After the screening and annotation of SNV/SV variants, we performed the initial filtering process involving the exclusion of variants with a minor allele frequency < 0.1% and those of low quality to identify potentially deleterious variations. Subsequently, the remaining variants were subjected to further analysis examining their variant status (classified as “confirmed,” “reported,” or “unclear”) using MitoMap. If the variants were either absent or present but not labeled, additional investigation was conducted using other publicly available databases such as MSeqD (https://mseqdr.org/), MtSNPScore (http://ab-openlab.csir.res.in/snpscore/), HmtDB (https://www.hmtdb.uniba.it/), MitoBreak (http://mitobreak.portugene.com/cgi-bin/Mitobreak_home.cgi), and Clinvar (https://www.ncbi.nlm.nih.gov/clinvar/?term=mitochondria+human). This analysis was conducted considering potential deleterious effects, genotype-phenotype associations, scientific literature, and verification through Sanger sequencing.
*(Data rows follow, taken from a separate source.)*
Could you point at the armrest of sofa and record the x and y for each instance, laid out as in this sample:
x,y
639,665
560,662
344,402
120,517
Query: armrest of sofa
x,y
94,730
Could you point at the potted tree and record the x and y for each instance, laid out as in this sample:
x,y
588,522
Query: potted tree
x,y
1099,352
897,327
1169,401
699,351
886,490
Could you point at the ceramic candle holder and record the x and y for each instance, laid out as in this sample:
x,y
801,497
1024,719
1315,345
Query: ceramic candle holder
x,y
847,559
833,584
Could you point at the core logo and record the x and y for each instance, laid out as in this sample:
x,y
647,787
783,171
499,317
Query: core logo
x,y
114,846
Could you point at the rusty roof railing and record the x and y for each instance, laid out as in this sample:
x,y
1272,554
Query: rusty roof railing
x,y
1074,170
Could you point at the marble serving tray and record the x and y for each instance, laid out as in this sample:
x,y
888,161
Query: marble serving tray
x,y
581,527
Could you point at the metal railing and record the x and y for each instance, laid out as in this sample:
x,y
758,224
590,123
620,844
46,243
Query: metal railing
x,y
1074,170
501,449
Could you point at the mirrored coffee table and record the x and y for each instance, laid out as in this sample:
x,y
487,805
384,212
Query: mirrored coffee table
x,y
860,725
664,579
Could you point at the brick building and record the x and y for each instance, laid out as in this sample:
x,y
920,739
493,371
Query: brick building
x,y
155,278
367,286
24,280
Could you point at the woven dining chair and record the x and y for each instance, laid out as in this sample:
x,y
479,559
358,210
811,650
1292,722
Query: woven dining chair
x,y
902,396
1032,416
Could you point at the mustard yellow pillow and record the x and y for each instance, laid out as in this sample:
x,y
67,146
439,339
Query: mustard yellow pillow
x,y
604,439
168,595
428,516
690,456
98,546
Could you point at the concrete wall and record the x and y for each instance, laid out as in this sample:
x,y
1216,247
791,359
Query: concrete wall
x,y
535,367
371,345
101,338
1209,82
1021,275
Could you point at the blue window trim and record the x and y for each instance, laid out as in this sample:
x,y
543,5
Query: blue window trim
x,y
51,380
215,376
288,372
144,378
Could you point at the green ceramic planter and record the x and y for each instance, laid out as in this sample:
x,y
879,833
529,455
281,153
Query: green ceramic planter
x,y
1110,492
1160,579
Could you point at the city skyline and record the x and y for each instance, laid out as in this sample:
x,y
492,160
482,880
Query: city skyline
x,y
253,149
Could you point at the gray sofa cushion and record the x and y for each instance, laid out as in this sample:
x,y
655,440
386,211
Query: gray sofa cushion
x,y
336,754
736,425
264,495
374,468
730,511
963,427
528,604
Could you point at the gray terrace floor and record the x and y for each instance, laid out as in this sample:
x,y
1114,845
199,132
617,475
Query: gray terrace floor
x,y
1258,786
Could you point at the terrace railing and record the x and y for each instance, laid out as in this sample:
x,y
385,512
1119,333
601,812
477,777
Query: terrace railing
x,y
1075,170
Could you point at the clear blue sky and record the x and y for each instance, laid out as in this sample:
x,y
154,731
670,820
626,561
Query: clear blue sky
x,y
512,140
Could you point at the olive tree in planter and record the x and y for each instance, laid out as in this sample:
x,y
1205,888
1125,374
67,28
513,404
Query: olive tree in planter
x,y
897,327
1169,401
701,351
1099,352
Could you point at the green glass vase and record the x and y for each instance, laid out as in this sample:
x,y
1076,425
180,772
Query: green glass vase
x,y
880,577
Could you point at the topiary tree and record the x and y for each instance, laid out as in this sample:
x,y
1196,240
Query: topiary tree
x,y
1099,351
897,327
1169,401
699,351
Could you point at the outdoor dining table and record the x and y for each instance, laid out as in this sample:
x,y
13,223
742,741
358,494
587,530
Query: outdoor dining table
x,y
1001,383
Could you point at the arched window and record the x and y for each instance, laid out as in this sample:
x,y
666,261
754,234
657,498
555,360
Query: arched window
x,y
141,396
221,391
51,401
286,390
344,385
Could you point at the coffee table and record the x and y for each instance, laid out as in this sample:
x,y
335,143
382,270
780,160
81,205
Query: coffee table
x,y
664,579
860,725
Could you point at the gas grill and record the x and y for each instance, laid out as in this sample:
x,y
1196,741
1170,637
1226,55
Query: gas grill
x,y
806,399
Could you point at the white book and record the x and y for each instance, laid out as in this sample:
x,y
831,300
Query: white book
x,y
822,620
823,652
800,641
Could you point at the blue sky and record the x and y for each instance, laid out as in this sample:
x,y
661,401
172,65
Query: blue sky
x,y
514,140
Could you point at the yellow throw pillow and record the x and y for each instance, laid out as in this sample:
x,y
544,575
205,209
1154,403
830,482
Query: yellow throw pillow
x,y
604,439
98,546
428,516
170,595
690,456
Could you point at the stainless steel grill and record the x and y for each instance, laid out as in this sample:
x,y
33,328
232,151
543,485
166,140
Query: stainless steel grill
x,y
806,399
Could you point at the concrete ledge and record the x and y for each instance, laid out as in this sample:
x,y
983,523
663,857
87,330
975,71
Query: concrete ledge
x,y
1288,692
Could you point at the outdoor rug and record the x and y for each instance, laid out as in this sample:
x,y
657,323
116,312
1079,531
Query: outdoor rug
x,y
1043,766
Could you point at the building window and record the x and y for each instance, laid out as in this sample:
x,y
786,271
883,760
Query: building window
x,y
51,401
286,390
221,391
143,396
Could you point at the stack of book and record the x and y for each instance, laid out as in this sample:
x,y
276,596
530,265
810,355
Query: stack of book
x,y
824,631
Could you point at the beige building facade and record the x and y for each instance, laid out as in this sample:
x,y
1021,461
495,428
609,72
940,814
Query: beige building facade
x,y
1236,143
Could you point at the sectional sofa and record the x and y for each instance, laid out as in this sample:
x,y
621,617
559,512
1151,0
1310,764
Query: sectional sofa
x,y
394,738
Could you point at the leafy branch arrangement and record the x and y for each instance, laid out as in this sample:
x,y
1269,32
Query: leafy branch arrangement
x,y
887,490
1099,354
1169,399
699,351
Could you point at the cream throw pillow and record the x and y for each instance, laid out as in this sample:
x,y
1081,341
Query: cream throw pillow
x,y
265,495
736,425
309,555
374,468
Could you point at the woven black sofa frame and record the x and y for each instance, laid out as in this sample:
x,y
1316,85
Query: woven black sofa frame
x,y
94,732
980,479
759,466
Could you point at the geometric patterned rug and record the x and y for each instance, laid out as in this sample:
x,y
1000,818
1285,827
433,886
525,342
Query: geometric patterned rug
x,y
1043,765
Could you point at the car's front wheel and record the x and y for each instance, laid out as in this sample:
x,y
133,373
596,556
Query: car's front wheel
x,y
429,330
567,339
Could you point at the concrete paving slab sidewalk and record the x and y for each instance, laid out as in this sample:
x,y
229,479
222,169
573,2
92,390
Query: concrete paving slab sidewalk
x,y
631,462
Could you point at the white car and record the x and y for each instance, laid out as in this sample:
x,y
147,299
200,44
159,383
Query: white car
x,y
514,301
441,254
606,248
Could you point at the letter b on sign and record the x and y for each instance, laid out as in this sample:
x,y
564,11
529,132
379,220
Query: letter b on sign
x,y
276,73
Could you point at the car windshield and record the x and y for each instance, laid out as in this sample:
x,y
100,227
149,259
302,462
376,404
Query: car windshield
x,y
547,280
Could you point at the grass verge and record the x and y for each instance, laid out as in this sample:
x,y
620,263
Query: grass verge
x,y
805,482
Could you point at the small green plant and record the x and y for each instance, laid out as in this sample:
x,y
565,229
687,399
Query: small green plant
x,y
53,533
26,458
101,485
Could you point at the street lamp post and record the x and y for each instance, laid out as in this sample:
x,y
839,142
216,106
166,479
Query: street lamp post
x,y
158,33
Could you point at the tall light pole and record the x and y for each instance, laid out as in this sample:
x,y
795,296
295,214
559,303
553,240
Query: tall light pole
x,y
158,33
Single muscle fiber sequencing

Muscle biopsy specimens of the patient 7 (P7) were obtained following established protocols. After the sample collection, consecutive 20-µm cryosections of the muscle sample were stained using a cytochrome C oxidase (COX) and succinate dehydrogenase (SDH). We meticulously isolated twenty fibers, each exhibiting cytochrome C oxidase positive (COX+) and cytochrome C oxidase negative (COX-) activity, using a tungsten needle. DNA was extracted from two distinct groups: COX + and COX-. To ensure accurate quantification and mitigate potential variations in amplification efficiency between wild-type (WT) and mutant-type (MT) mtDNA, we devised a strategy considering the location of the NADH dehydrogenase 1 (ND1) gene (3307–4262 bp) within the deleted segment and the external location of the NADH dehydrogenase 4 (ND4) gene (10760–12137 bp). The primer sequences designed to amplify corresponding DNA segments are as follows: ND1 forward: 5’-ATGGCCAACCTCCTACTCCT-3’, ND1 reverse: 5’-GCGGTGATGTAGAGGGTGAT-3’; ND4 forward: 5’-CCTGACTCCTACCCCTCACA-3’, ND4 reverse: 5’-GAAGTATGTGCCTGCGTTCA-3’. Each PCR reaction utilized 4 ng of the DNA sample. DNA extracted from normal muscle samples was used as a reference to establish standard curves for the primers, and the analysis involved concentrations ranging from 50 to 0.00032 ng/µl [27, 28]. .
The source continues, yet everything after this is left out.